Русская фэнтези 2008 | страница 45
Филиппу стало стыдно. Конечно же, не время пустых слов, но действия. Те несколько лет, что ему довелось провести в Братстве, он лишь выполнял по мере сил предписания и поручения Совета, хотя и под ним были братья мелких рангов, и они повиновались ему. Но теперь он получит неизмеримо большую власть, войдя в круг Первого Посвящения, и право решать за других. И еще одно право, одну возможность, которая была ему дороже всех других: проникновение в древние знания, что открываются только Посвященным. И сила его возрастет многократно.
— …со временем можешь стать членом Совета, — ворвался голос наставника в его мысли, и он встрепенулся.
Каноник Рош явно наслаждался произведенным эффектом, однако видно было, что он спешит: слишком много еще нужно сделать, да еще и думать о безопасности, ведь под этой крышей, кроме братьев, собралось много непосвященных. Челядь, охрана, праздный люд. И хоть все это заботы эрцгерцога — иначе зачем он здесь еще нужен, — Рош любил проверять все сам. Тем более что сегодня здесь присутствуют еще трое членов Совета, кроме него, случай небывалый. Естественно, инкогнито. Не может член Братства знать в лицо более одного члена Совета. Этого требует безопасность. Поэтому беседа с Филиппом получилась недолгой, и каноник быстро растворился в темном дверном проеме, из которого возник незадолго до того.

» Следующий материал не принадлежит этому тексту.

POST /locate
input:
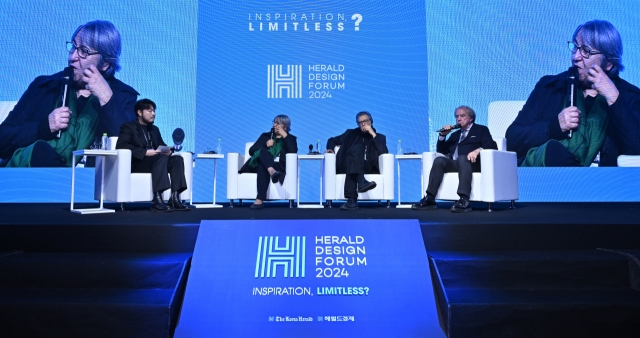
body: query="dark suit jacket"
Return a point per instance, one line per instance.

Филипп остался один. Он уже чувствовал эту приятную расслабленность и отчужденность от мирского. Несмотря на усилившуюся головную боль, внутри тела разлилось чудесное светлое чувство, предшествующее скорой трансформации. Он хорошо знал это ощущение, и ничто не приносило ему такой радости, как предвкушение чуда перевоплощения. Он потянул верхние завязки своего камзола и двинулся к ложу, на котором братьями-распорядителями было предусмотрительно разложено облачение. Он раздевался не спеша, бросая свое платье прямо на пол. И все медленнее становились его движения, и все больше и больше внутреннее ожесточение проступало в его чертах и даже в самых мелких его жестах. А он в эти минуты словно чувствовал, как душит его этот мир, как пытается наложить на него свои жадные лапы, затянуть в человеческий водоворот, чтобы уже никогда не выпустить. И он яростно сбрасывал с себя его, слой за слоем, и чудесная легкость вливалась в его члены. После обретения этой легкости на него всегда опускалось спокойствие, когда ничто уже не может поколебать адепта. Лишь только в этом состоянии можно обращаться к Богу.